Pertanyaannya sekarang, mengapa sinetron bisa begitu meraja lela? Kalau menurut Gw Siyh..: • Masyarakat Indonesia secara umum belum bisa menilai mutu/kualitas suatu tayangan dengan akurat. Misalnya, banyak tayangan asing yang sangat laku di negara asalnya tetapi justru jeblok ratingnya ketika ditayangkan di Indonesia. Begitu juga sebaliknya.

• Banyak masyarakat kita yang menonton televisi hanya untuk pleasure, menghibur diri. Apalagi kaum pria, yang kebanyakan menonton hanya untuk menghibur mata, selain mencari informasi dan tayangan olahraga (sepakbola).

• Penonton dari strata kelas menengah atas yang “sulit dibohongi” oleh sinetron-sinetron murahan, mungkin lebih prefer untuk membaca, surfing internet, menonton DVD, atau hang out sebagai sarana hiburan. Kalaupun menonton televisi, pasti menggunakan satelit/TV kabel yang pilihannya jauh lebih beragam dan berkualitas.

• Ujung-ujungnya, sinetron akan kian diminati, permintaan pasar terus bertumbuh, dan pembodohan masal terus bergulir. Lingkaran setan yang tiada berujung.

Gw Gak bermaksud syirik dengan Raam Punjabi yang kian tajir karena dagangannya laris manis di pasaran. Gw juga Gak bermaksud menyalahkan orang-orang production house yang mungkin menyangka bahwa orang-orang kita Gak pernah menonton serial luar. Barangkali memang mereka berniat membuat karya bermutu, namun terpaksa harus realistis dan mengikuti selera pasar. Masalahnya, sinetron sebenarnya mengajarkan kita dengan hedonisme dan mengajak kita untuk bermimpi tentang gaya hidup yang serba waah. Lebih parah lagi, televisi ditonton mayoritas oleh kalangan kurang terpelajar, ibu-ibu rumah tangga, atau pembokat yang butuh waktu lama untuk menyadari bahwa mereka sedang dikibulin dengan impian kalangan atas. Begitulah selera mereka. Mereka gampang terbuai dengan kemewahan, berkhayal menjadi orang kaya, bermimpi dipersunting pangeran kaya dan tampan, membayangkan memperistri wanita cantik dan seksi, memiliki rumah mewah dan mobil belasan, dan sebagainya. Hasilnya, kebanyakan orang Indonesia lebih suka berkhayal. Gw yakin kawan-kawan mungkin bisa melindungi dari serangan sinetron yang bertubi-tubi. Tapi bagaimana dengan jutaan penduduk Indonesia lainnya?

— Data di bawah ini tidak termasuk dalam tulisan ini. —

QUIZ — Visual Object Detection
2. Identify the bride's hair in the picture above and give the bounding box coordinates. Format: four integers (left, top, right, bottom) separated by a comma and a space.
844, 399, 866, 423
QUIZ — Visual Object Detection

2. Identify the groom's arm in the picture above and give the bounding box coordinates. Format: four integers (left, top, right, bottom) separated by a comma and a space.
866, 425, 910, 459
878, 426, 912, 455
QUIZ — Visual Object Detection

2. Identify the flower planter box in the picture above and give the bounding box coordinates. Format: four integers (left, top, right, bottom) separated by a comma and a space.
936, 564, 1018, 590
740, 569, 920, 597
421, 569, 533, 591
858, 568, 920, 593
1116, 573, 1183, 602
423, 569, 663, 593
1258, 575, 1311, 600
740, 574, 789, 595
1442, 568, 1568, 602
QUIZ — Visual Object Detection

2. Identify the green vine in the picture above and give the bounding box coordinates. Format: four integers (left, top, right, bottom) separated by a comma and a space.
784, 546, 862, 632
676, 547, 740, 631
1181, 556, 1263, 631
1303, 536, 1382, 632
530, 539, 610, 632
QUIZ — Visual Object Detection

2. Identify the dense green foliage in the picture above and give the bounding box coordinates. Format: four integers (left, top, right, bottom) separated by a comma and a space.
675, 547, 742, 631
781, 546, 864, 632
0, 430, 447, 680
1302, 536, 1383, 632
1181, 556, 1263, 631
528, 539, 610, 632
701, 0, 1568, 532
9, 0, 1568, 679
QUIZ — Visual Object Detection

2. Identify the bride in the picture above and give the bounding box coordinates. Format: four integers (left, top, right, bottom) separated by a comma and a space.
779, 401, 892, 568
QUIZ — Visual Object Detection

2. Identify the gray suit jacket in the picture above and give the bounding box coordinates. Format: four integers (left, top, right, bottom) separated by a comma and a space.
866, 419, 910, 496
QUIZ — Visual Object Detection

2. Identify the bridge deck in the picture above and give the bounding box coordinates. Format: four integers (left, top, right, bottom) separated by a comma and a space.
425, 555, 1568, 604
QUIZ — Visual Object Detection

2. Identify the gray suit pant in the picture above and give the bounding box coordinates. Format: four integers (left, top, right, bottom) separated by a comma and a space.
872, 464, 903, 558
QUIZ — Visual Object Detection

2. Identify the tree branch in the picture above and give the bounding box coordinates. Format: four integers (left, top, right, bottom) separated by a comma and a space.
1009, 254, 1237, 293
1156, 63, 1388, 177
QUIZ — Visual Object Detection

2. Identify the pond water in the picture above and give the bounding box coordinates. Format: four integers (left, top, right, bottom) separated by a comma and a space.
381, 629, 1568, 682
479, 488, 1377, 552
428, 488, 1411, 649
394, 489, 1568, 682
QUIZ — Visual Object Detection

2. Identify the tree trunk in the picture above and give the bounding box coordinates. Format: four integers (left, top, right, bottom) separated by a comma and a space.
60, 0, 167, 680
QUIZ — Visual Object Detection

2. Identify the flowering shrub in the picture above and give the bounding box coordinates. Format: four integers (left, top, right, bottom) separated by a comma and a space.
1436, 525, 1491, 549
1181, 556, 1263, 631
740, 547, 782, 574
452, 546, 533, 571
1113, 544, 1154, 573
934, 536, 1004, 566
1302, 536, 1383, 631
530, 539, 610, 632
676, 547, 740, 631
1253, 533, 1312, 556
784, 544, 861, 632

Sampai kapan fenomena ini bertahan? Sulit ditentukan. Selama jumlah penontonnya masih bejibun, selama production house masih produktif memproduksi, dan sampai kita masih belum tersadarkan diri, fenomena ini masih akan berlangsung lama. Gw Gak bermaksud mengatakan bahwa semua yang menonton sinetron sama sekali Gak cerdas. Namun, sebelum perekonomian bangsa ini benar-benar pulih sehingga bisa menciptakan generasi intelek yang bisa menyadari bahwa dirinya sedang ditipu sinetron-sinetron tersebut, Gw cuma bisa menyarankan, mari kita sama-sama untuk tidak menonton sinetron.